Да, теперь она понимала Джоанну, которая ни за что не хотела отказываться от такой жизни: вокруг все такое красивое, все блестит, такая вкусная еда, у окружающих изысканные манеры, обстановка в комнатах невыразимо прекрасная — и столько можно услышать всего интересного от гостей…
Правда, если на другой «чаше весов» — любимый, то все блага престола Ксения, подобно своей матери, отдала бы за то, чтобы быть с ним, принадлежать ему, а не правилам этикета, испытывать радость близости с ним, а не подчиняться холодным пунктам придворного протокола.
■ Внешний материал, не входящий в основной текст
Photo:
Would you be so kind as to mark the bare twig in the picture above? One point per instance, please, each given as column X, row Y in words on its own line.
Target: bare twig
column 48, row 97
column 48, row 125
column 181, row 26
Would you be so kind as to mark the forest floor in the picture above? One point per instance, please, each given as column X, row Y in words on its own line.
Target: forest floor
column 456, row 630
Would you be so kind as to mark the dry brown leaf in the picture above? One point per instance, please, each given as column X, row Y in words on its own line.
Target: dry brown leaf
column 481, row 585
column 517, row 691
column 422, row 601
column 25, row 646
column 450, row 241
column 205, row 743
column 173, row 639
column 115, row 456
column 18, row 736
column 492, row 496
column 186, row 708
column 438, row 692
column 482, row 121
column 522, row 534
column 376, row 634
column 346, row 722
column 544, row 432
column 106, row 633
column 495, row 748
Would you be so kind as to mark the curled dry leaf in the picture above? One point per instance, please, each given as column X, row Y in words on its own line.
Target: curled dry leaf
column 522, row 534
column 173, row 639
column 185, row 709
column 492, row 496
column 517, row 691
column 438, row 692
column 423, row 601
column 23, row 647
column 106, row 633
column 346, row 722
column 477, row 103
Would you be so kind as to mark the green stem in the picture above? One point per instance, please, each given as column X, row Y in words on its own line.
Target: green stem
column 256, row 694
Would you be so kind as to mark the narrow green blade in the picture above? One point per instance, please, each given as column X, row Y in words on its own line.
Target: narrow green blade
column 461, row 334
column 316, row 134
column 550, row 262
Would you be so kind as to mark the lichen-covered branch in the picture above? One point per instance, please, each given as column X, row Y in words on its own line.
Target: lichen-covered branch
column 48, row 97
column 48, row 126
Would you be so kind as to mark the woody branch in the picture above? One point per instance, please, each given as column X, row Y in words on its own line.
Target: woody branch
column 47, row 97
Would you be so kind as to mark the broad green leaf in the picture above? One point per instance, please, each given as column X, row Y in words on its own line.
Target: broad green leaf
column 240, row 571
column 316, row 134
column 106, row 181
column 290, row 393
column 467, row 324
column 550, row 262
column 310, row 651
Но это если бы ее кто-то любил так же, как отец любил ее мать…
Видимо, Ксения унаследовала от матери самоотверженность, поскольку, сочувствуя королю, в желании как-то поддержать его, оказавшегося под таким жестким давлением и, можно сказать, в ловушке, она стала предпринимать все возможное, чтобы очаровать придворное общество, собравшееся на банкет, и всем, кому можно, она, преодолевая природную застенчивость, говорила о короле что-то приятное или просто что-то такое, что могло бы как-то особенно заинтересовать, зацепить собеседника.
— Я очень жду вашей свадьбы, мэм, — почтительно сказал ей один из дворян, который, как она заключила, был крупным землевладельцем и пользовался большим влиянием в своей части страны, среди своего сословия. И, на свой страх и риск, не упустила удобного случая «завязать узелок».
— Я понимаю необходимость этого так же, как, насколько мне теперь известно, и вы, ваша светлость, — ответила Ксения тихо. — Дворянские поместья должны быть в безопасности. Я и мой будущий муж уповаем на то, что безопасность будет залогом дальнейшего процветания всей страны. И я уверена, король сможет рассчитывать на вашу поддержку в будущем…
Помещик, с кем она так говорила, посмотрел на нее с нескрываемым удивлением. И у Ксении мелькнула озарившая ее догадкой мысль: а ведь король никогда и не пытался укрепить связь с влиятельными лютенийцами из разных сословий, как это следовало бы ему делать! Что ж, лучше поздно, чем никогда.
И она стала не просто наслаждаться банкетом, а сосредоточенно двигаться от гостя к гостю, стараясь дать понять, кому это было возможно, что она в курсе напряженной и опасной обстановки в стране — и в некоторой степени за ее пределами.
Ее действия увенчались тем, что она удостоверилась: если раньше влиятельные фигуры, важные в политическом отношении, не обозначили своей позиции в существующей расстановке внутренних лютенийских сил, то сделали это сейчас, при ее посредстве.
Ей и в голову не приходило, что подобное поведение королевской особы было беспрецедентным, но король лишь наблюдал за ней со стороны, не слыша, о чем она говорит с гостями, — ему казалось, это обычные светские любезности, какими принято обмениваться на приемах.